Jackass: Best and Last draws 88% audience praise and fans call it a bittersweet swan song
Audience reviews match critics’ kindness, mixing new stunts and best-of clips into a gross, emotional finale.

Jackass: Best and Last, the sixth film in the franchise starring Johnny Knoxville and directed by Jeff Tremaine, is landing with audiences at 88% while also trading in nostalgia and new footage. For decision-makers, it is a clear signal that the “legacy IP” formula still works when it pairs familiar elements with fresh, shareable intensity.
If you have been wondering whether legacy comedy franchises still have a pulse in 2026, Jackass: Best and Last just offered receipts. Audiences are putting the film at 88%, and the common thread in Rotten Tomatoes audience reviews is brutally simple: it is laugh-out-loud funny, it is appropriately ridiculous, and it lands as a bittersweet send-off.
The movie is positioned as the swan song for the crew of lovable idiots, combining new stunts with clips from previous entries, and audiences are responding to that blend in the comments. Some reviewers describe it as a “great throwback” and others emphasize the mix of “50% nostalgia, 50% new footage” that keeps the energy high while still feeling like the last time.
To understand why those reviews matter beyond the cinema-hype bubble, it helps to know what Jackass is and how the franchise has been sustained. Back in 2000, Johnny Knoxville introduced the crew in a run on MTV with wild stunts, outrageous pranks, and gag-inducing challenges across three seasons. The show was relatively short-lived in its original form, but it kept multiplying into spin-offs, video games, and feature films. The latest release, Jackass: Best and Last, is the sixth movie in the franchise, and the Rotten Tomatoes write-up also notes it is not counting the straight-to-DVD half sequels that followed some entries.

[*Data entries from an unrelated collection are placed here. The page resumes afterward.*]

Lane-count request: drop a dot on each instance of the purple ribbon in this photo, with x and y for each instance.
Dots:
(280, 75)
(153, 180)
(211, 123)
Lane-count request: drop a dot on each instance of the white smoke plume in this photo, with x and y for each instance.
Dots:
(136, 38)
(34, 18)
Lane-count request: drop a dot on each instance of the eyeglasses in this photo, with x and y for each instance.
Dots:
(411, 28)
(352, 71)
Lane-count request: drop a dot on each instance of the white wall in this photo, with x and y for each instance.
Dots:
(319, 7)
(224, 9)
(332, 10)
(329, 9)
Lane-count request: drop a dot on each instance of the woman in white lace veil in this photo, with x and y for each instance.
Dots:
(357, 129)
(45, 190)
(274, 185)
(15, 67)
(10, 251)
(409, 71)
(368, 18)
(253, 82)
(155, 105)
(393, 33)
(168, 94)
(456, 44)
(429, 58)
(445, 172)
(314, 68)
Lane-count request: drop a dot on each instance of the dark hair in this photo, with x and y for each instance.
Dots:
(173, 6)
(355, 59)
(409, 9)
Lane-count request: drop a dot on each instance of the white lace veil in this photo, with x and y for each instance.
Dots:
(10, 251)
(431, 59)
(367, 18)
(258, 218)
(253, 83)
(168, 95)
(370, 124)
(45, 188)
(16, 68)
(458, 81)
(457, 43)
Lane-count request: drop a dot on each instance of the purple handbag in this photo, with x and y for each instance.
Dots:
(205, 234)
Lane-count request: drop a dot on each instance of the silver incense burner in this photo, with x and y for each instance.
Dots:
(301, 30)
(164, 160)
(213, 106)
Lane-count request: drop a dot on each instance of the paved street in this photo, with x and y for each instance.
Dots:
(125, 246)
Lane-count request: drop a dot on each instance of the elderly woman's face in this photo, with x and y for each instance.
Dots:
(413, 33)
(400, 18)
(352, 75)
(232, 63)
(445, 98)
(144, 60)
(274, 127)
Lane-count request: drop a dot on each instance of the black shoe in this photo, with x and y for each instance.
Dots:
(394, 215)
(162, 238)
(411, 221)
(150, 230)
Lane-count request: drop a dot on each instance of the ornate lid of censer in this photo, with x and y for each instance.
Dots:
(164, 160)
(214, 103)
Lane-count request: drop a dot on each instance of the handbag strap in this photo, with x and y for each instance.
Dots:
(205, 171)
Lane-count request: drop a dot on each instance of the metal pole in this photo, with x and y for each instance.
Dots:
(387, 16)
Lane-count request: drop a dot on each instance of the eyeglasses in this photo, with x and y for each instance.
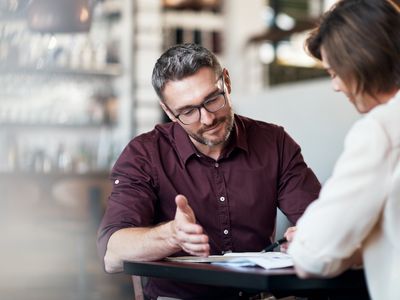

This release is also explicitly framed as more than just another installment. It is intended as a farewell, and that shapes audience expectations: people are not only judging whether the stunts are funny, they are judging whether the movie feels like it knows it is ending. In the audience reviews, that emotional calibration shows up again and again. One reviewer writes that it is “bittersweet” and points to the inclusion of footage from Ryan Dunn. Another calls it sad it has come to an end but adds that the movie still delivered, laughing “the whole time.” That duality is important: it suggests the film is meeting the “go out strong” requirement while also leaning into the “go out together” moment.
There is also a specific creative format at work here, and audiences seem to get it. The Rotten Tomatoes summary says the film combines a host of new stunts with clips from previous entries. In the audience feedback, reviewers describe that structure as “part ‘best of' compilation, part never-before-seen footage, part new stuff” and even call it a “trifecta.” Another reviewer describes the logic like this: “The best way to judge this movie is how many people were laughing in the theater.” That kind of reaction is a reminder that for stunts and prank comedy, the main performance metric is collective laughter, not just individual entertainment.
Even the specific cast list matters for how fans perceive continuity. The Rotten Tomatoes entry lists starring Johnny Knoxville, Steve-O, Chris Pontius, and Ehren McGhehey, and names Jeff Tremaine as director. When audiences talk about missing “these Jackasses” and “this superb team of idiots,” they are not talking about abstract “content.” They are talking about recognizable figures and the particular energy the crew brings to risky physical comedy. For executives and investors looking at media franchises, that is the operational lesson: nostalgia is not only about old clips, it is also about whether the audience still identifies the “team” as the unit that makes the format work.
Now, zoom out from this one movie and consider what that 88% audience score signals about incentives. Fans are effectively rewarding the film for respecting its own legacy while still delivering fresh material. Reviewers mention “new footage to make you squirm and laugh out loud,” and others describe the movie as “gross,” “nerve-wracking,” and “a great time.” That combination matters because it tells you the franchise is not trapped in safe retreads. It is leveraging known brand identity and then applying it to new stunts, which reduces the risk of “just recycling” while keeping the recognizable vibe.
There is also a regulatory and risk-management subtext to all stunt-based entertainment, even when you are not thinking about it directly. Physical comedy builds unique liability questions compared to scripted content, and when a film is billed as a finale, production teams typically have to balance intensity with timing, safety protocols, and reputational stakes. The audience framing here, including comments describing it as “emotional and beautiful” alongside the gross humor, implies the film successfully managed that tightrope: escalating chaos without turning the farewell into something joyless.
For boards, studios, and media operators, Jackass: Best and Last offers a straightforward strategic stake: legacy IP can still feel urgent if the release structure matches the emotional moment. If you are managing similar brands, the takeaway is not “make it gross.” It is that audiences respond when a franchise finale delivers on two promises at once: deliver new reasons to laugh and deliver closure that acknowledges what the series has meant. In a landscape where “farewell” can easily become marketing fluff, these audience reviews suggest Jackass actually landed it.